Searching… Anumbor’s tales of child, women abuse
As part of her contributions towards a society that is devoid of oppression and human right abuses, Josephine Anumbor has joined other artists in the motion picture industry to engage the screen in canvassing eradication of all forms of discrimination against women and children. With a movie titled Searching, Anumbor attempts to restore hope to women, especially those who, as a result of subjugation and other forms of discrimination, have lost every sense of belonging.
The film, which features prominent Nollywood faces including Yemi Blaq and Eucharia Anunobi tells a story of girl-child abuse, domestic violence, consequences of broken marriages, rape and lust.
The film is a sad commentary on a society that fails in its duties and obligations to the young generations. This is captured in the plight of a young girl who is born outside wedlock and whose mother, rejected by the same man that gets her pregnant, lacks the financial power to guarantee her education.
And when she succeeds in finding her father as a teenager, the rejection and humiliation she receives in place of fatherly love and care forces her into prostitution as the only option for survival. The emotion-laden film climaxes when the father and daughter meet in an unholy circumstance.
The same father who refuses to look the daughter in the face when she needed N5,000 to pursue her education is willing to spend a huge amount on her for pleasure. Fortunately, the young girl is smart enough to recognise him as her irresponsible father.
According to the film producer, Anumbor, the actors were particularly drawn to give proper interpretation to the script. She said, “We engaged the likes of Yemi Blaq because we were looking for a perfect gentleman and for Eucharia Anunobi. You know that some time ago in this country, she played strong roles. So, she was given that role so she could guide the younger ones on how to correct the past in whatever they do.

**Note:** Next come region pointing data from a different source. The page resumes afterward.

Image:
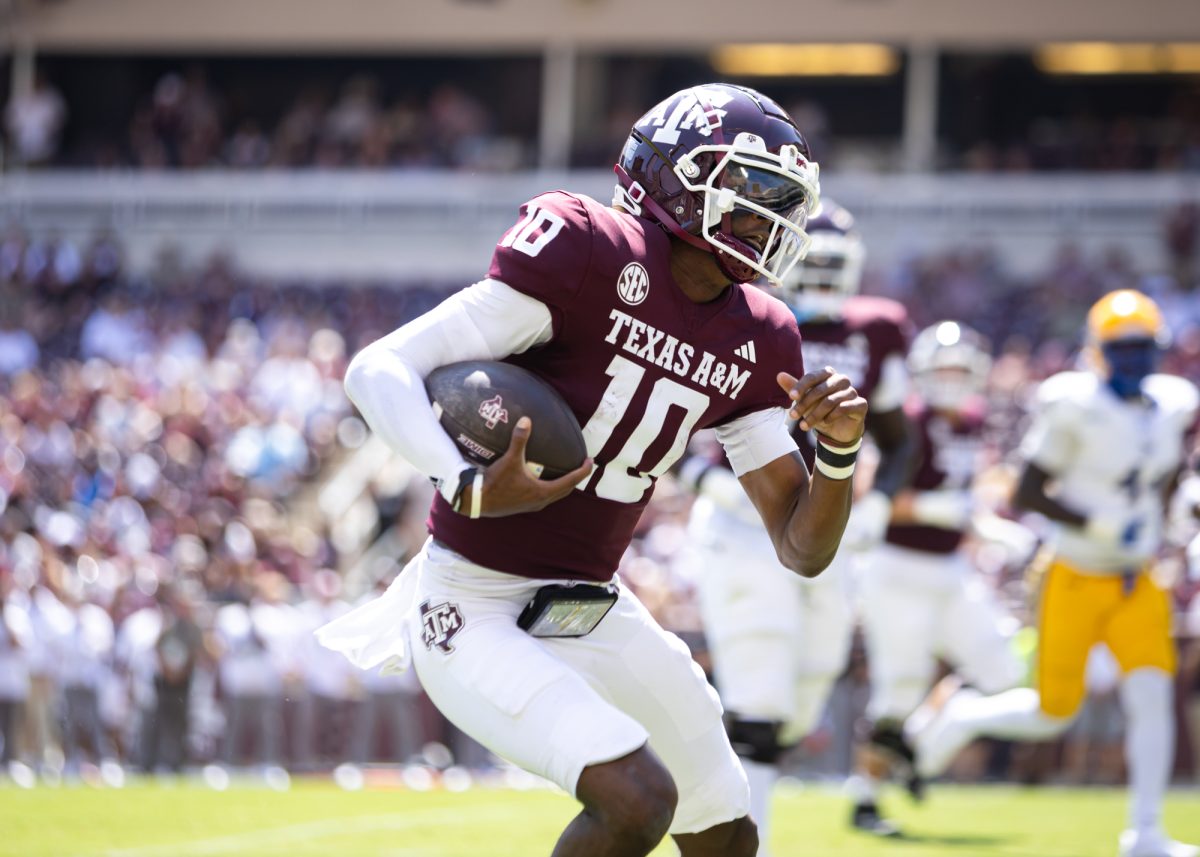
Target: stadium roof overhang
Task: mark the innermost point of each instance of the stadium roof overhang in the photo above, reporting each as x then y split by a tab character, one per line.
613	25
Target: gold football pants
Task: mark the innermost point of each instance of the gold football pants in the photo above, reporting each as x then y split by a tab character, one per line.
1131	613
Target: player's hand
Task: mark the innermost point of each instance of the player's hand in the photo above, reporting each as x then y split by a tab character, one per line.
827	402
510	489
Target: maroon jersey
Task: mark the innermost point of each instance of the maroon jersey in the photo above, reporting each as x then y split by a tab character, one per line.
870	330
641	366
948	460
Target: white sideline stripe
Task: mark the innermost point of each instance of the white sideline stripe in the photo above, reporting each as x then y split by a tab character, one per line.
316	829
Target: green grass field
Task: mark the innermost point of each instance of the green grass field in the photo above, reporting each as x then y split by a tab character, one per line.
155	820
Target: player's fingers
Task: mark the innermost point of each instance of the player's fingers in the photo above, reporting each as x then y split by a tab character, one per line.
563	485
840	402
820	409
520	439
821	390
797	388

“She came in to help them to find skills and lead them out of the streets. She was able to tell some of them that it is not nice to be a prostitute, to be in the streets or even to sell their bodies. The movie will premiere on November 26 and the stars would be on hand to grace the event. Others that will be there include those who believe in the protection of the girl-child”.
Amumbor is a movie producer, presenter and child rights activist whose passion for the young ones has been a driving force in her life.
Speaking on the choice of title, she said it derived from its major focus on the travails of women, adding, “Looking at society today you see many young people who have been abused one way or the other. That is why this movie was made so people can rise up against such abuses.
“Anyone watching the movie will see how bad it is. We wanted to show the rapist themselves how animalistic they are. If we wanted to provide answers to all of the questions, we will probably have ten parts to the movie. What we succeeded in doing is to show how bad it really is.
“It is expected that if anyone who is involved in raping women sees this movie, he will not want to continue with the act”.
Although it was not captured in the movie, the producer has canvassed stricter penalty for rape to serve as deterrent. “I think there are existing laws but I believe there should be stricter laws and the implementation must be followed through to serve as a deterrent to people who engage in violent crimes in the society.
“But aside the laws, there is the need for enlightenment because if you have headache and you keep on taking drugs for it without looking for the cause of the headache, you will keep on taking the drugs. It is like holding a balloon and trying to sink it inside water; it will not work until the air is deflated.
“I believe there should be more enlightenment so that the people who indulge in these acts can change their mind”.